The bottom line, logically, is that the Fed should be increasing liquidity measures, not reducing them.

What about the dollar? The doomsayers have a tough time when I meet up with them at trade shows and seminars. They then run to that part of the discussion most current, the US dollar. They yell and scream that our borrowing and printing of money debases the currency and that leads to inflation also. Not true – only if we debase our currency faster than other nations, and we are not. The Europeans and Japanese – the euro, the pound and the yen – are far wobblier and subject to the behavior of governments far more in debt and with structural economic issues leading to permanent deficits than the US. So, if we debase our currency, but the euro, the pound and the yen are debased faster, our currency will rise.

Why? Currencies in and of themselves – like gold – have no inherent value. Their value is relative; what is the value of the greenback relative to the other currencies of the world. I have written about this earlier and the answer is the same – for economic, financial, political, military and cultural reasons, the dollar is the place to be. Our pension obligations are silly, those of other nations’ are ridiculous bordering on dangerous; our debt is high and less than half that per capita of Japan; and so on.

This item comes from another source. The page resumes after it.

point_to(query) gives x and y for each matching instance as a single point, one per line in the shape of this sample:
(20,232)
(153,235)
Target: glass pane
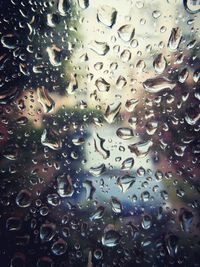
(99,133)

Does this mean the US can print money and borrow heavily in the coming years without paying a penalty? Yes and no. The “yes” depends on the fiscal rectitude of other nations, and it will not be there. Not even the Germans will risk social unrest to protect the euro. The thought of the French or Italians or Spanish seriously reducing runaway special spending is amusing at best. They will borrow and borrow some more in the coming years to promote peace and quiet among voters. The “no” is much more important and is about debt service. Debt service is going to hit the US and other national budgets hard, especially once rates rise, and this will be the brake – not fear of inflation or currency devaluation – on spending and borrowing.

Again, the logical argument is to print money to pay these fiscal obligations – debts – and if high but manageable inflation occurs (5%-7% or so), so be it. Inflation shrinks debt obligations and pushes asset values, two things we want to see.

Funny, I began to write this to argue there is no real inflation in the real world – and now I think we need more.